Mountain Meadows is where the "Mountain Meadows Massacre" took place. It is where about 120 out of 140 emigrants, heading for California, were murdered by local Mormon settlers in the area. Only the youngest children were spared. The reasons for the attack are a source of great debate. Many books have been written on the subject. Even an awful movie was made. My great-great-great-grandfather, John Doyle Lee, was part of the group of attackers. He may even have been the leader.
There is an original mound of rocks that the U.S. Army put there when investigating the massacre and to honor the dead, whose bones they collected and buried.

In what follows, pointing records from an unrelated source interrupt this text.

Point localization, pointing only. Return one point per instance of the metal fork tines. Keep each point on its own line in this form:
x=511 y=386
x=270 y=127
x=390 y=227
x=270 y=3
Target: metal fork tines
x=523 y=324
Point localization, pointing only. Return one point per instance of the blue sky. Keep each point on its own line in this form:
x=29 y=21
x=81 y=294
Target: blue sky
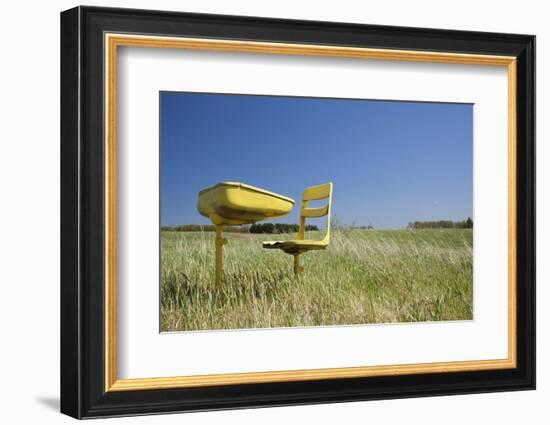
x=390 y=162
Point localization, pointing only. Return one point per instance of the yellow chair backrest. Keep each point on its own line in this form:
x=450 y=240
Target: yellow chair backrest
x=315 y=193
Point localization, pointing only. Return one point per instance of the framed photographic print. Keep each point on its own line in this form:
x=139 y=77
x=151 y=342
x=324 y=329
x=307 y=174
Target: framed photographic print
x=261 y=212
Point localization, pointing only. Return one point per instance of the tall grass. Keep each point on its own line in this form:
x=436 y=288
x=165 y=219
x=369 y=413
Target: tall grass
x=364 y=276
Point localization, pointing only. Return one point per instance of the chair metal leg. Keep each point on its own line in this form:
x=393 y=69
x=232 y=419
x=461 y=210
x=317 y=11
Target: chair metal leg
x=297 y=267
x=220 y=242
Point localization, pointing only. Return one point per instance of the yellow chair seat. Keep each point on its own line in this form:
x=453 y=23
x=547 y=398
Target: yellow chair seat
x=296 y=246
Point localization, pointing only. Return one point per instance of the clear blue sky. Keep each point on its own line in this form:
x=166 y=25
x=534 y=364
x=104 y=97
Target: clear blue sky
x=390 y=162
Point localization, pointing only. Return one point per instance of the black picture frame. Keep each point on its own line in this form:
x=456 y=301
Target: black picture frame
x=83 y=392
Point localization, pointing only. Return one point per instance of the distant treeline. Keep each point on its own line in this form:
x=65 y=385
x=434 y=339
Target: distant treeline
x=204 y=228
x=255 y=228
x=442 y=224
x=278 y=228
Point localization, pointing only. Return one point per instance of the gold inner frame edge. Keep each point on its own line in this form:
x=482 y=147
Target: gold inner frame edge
x=112 y=41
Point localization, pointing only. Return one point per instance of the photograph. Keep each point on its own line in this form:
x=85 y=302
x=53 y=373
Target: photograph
x=286 y=211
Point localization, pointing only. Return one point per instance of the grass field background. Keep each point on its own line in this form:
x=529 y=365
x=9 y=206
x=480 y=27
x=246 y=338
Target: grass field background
x=364 y=276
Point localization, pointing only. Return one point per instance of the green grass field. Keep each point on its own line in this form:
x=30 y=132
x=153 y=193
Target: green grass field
x=364 y=276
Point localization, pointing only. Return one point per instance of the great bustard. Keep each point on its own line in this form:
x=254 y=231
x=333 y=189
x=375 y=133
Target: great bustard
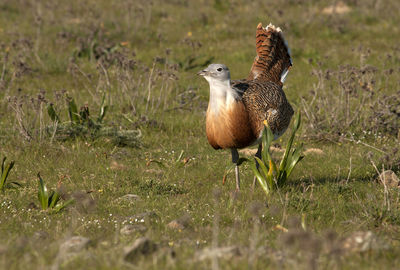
x=237 y=109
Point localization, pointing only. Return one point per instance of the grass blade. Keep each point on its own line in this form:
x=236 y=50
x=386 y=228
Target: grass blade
x=73 y=111
x=52 y=113
x=43 y=195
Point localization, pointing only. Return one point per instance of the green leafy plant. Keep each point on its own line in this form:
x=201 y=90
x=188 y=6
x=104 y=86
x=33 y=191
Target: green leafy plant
x=270 y=176
x=50 y=199
x=5 y=172
x=82 y=124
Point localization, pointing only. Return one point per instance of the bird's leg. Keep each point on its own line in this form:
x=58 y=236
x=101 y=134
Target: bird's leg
x=235 y=159
x=258 y=154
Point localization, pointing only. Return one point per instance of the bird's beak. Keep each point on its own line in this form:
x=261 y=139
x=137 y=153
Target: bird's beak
x=203 y=72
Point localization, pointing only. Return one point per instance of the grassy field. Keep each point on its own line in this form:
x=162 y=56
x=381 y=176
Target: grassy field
x=140 y=58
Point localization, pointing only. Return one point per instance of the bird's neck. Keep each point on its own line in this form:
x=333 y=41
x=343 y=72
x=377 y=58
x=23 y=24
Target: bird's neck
x=221 y=95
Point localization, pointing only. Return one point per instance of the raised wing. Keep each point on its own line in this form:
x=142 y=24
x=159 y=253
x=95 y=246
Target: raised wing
x=273 y=60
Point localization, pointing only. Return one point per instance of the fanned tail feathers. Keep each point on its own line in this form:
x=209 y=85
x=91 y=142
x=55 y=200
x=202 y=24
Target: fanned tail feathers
x=273 y=60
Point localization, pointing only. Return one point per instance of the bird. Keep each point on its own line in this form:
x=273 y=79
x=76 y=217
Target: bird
x=237 y=109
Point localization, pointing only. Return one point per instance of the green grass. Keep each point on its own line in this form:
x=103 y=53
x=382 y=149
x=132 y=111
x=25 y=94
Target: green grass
x=141 y=66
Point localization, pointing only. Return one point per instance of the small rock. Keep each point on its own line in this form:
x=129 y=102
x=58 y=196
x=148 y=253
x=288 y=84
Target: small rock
x=220 y=252
x=117 y=166
x=337 y=8
x=146 y=216
x=40 y=235
x=175 y=225
x=74 y=244
x=141 y=247
x=130 y=197
x=180 y=223
x=130 y=228
x=389 y=178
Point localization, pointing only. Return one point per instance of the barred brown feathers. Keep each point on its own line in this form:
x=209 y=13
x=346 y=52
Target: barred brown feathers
x=273 y=57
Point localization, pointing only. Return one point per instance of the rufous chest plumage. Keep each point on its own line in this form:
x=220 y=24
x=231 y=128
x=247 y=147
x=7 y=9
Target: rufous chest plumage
x=229 y=127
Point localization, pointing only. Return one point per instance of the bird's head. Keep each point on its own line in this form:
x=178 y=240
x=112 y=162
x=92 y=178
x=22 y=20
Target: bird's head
x=215 y=72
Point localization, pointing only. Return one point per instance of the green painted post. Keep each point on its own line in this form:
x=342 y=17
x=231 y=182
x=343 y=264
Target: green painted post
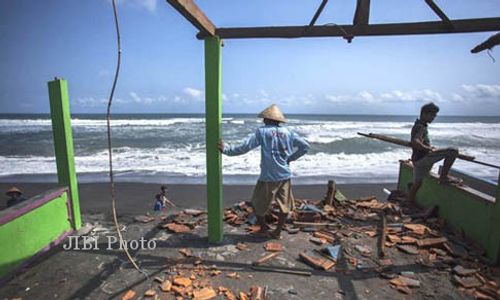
x=213 y=115
x=63 y=143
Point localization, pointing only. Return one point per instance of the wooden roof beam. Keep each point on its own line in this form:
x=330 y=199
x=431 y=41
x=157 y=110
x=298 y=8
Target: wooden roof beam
x=438 y=11
x=318 y=12
x=194 y=15
x=435 y=27
x=362 y=14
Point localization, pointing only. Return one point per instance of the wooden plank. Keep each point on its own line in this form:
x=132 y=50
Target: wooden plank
x=194 y=15
x=438 y=11
x=362 y=14
x=436 y=27
x=318 y=12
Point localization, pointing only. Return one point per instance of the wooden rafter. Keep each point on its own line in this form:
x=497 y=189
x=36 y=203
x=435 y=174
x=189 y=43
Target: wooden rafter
x=459 y=26
x=438 y=11
x=318 y=12
x=362 y=14
x=194 y=15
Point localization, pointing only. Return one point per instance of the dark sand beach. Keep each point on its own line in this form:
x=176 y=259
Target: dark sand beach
x=106 y=273
x=137 y=198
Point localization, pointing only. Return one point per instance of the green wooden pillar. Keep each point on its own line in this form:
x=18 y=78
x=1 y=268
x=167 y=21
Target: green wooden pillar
x=63 y=143
x=213 y=115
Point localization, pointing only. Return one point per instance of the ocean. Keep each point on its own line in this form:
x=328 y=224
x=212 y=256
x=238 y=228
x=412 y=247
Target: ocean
x=159 y=148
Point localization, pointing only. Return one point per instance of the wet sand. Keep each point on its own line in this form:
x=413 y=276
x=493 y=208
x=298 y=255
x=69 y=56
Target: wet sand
x=138 y=198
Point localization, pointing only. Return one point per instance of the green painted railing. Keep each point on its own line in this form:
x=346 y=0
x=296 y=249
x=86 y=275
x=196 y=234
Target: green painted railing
x=464 y=208
x=32 y=227
x=213 y=114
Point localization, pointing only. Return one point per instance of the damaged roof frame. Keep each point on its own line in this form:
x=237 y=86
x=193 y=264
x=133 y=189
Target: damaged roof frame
x=360 y=26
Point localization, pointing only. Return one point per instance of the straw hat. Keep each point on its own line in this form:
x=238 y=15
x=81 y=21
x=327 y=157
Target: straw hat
x=13 y=190
x=273 y=113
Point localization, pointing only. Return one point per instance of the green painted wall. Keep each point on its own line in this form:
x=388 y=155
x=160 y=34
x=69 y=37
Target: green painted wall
x=26 y=235
x=63 y=142
x=213 y=114
x=479 y=219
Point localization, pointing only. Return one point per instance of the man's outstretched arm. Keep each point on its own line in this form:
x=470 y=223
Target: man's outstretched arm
x=301 y=144
x=250 y=143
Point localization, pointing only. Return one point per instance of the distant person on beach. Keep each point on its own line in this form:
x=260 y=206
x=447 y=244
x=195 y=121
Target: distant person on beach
x=164 y=198
x=424 y=156
x=158 y=203
x=15 y=196
x=277 y=151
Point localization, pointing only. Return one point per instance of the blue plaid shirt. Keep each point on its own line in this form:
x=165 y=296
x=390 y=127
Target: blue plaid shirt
x=276 y=148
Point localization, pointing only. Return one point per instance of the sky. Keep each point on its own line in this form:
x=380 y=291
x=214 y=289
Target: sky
x=162 y=67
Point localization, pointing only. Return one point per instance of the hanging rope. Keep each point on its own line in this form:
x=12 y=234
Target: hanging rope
x=108 y=118
x=347 y=36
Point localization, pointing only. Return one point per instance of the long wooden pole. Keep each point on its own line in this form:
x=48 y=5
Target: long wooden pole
x=397 y=141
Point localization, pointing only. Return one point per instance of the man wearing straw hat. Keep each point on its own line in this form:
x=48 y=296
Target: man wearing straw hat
x=277 y=151
x=15 y=196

The walls around it and around the burial site were built by the Church of Jesus Christ of Latter-day Saints who bought land all around the site and dedicated the area in 1999 for a permanent memorial.
Descendants of those killed still bring flowers and notes to place at the graves.
It was very difficult to be there. Because I had such mixed feelings. It was a somber and sacred and silent place. Only the sound of the incessant wind echoed over the little valley. I felt the loss of all those people. The horror they must have felt. The betrayal.
But I also felt loss I didn't have the right to feel. Loss of my great-great-great-grandfather. He also died there. Executed at the site of the massacre by the U. S. Government. Twenty years after it happened. The only person ever tried and convicted and executed for the crimes committed there. Many historians have called him a scapegoat. Others have portrayed him as a monster. Being his descendant is a source of shame. A source of confusion. And a source of doubt.
I have read much about this incident. I own several books. John D. Lee, by Juanita Brooks seems the least biased. I have read some of John D. Lee's journals. But still I am bewildered.
I don't know what the truth is. I wasn't there. I want to believe my ancestor's account of what happened. I want to believe he had some level of innocence. But I don't know.
I thought I would feel some sort of peace from visiting this site. But I didn't. Just an empty feeling. And that may be all I can ever hope for.